税務署は、7月1日付けの辞令で人事異動です。すなわち、税務署の年度末は6月で、行政事績は7月~6月を集計期間としています。これを事務年度と言っています。
11月13日の国税庁のネットでの公表によると、直近事務年度において行われた相続税の調査件数は1万3787件(前事務年度比0.9%増)で、うち80.9%に当たる1万1159件(同1.0%減)から3993億円(同0.0%)の申告漏れ課税価格を把握し、加算税を含め757億円(同5.1%減)を追徴しました。実地調査1件当たり申告漏れ額は2896万円、追徴税額は549万円でした。

無申告の件数・割合・税額

無申告件数が前年度比17%増えています。調査件数のうち10%が無申告を対象にしたもので、非違件数のうち8%余が無申告です。課税価格の非違額に占める無申告の割合は、30%と大きいものの、追徴税額としては11%を占めているだけです。
相続税の小規模宅地の特例の適用制限が大きくなったことにより、従来なら無申告でも放置されてしまうのに、納税額の生ずるケースに変転している、という事案が無申告には多いように思われます。

海外資産調査の実績はよくない

全調査件数のうちの5%が海外資産調査ですが、そのうちの77%に非違事項が指摘されています。
しかし、海外資産の申告漏れを内容とする非違件数は海外資産調査件数の15%に過ぎません。
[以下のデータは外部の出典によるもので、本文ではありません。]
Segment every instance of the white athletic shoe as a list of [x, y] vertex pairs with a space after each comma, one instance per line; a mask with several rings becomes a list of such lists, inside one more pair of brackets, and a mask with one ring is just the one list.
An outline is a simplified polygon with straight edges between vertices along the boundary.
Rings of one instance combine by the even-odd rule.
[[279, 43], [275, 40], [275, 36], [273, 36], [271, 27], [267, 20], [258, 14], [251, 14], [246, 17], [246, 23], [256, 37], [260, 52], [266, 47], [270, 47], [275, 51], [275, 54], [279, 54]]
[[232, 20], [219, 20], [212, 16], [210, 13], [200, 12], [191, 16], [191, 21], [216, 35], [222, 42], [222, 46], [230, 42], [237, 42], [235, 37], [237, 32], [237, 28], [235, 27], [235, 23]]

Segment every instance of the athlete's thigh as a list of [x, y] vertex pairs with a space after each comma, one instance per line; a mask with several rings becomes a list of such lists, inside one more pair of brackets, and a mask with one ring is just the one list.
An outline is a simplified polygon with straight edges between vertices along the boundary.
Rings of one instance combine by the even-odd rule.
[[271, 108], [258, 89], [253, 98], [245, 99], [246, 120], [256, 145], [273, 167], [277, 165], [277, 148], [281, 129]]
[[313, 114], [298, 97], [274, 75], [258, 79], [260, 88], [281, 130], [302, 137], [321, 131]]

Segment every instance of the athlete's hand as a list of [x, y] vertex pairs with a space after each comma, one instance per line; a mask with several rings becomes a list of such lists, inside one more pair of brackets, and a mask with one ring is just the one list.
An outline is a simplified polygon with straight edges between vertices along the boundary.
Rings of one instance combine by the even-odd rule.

海外資産調査での海外資産の摘発実績はほんのわずかです。効果のあがる調査になっていないように推測されます。
なお、1件当り申告漏れ海外資産は6478万円で、全体平均2896万円に比し相対的に大きく、大口案件が多いことが伺われます。

申告洩れ財産の内訳

申告漏れ相続財産の金額を構成比でみると、「現金・預貯金」が36.2%(金額1426億円)を占めてトップ、次いで「有価証券」(16.0%、631億円)、「土地」(16.0%、630億円)などと続いています。
贈与税の調査
贈与税についても書かれています。贈与税の調査件数の94%において非違事項が発見され、そのうちの86.1%は無申告事案でした。贈与税調査のほとんどは無申告事案の発見のために行われている、と言えます。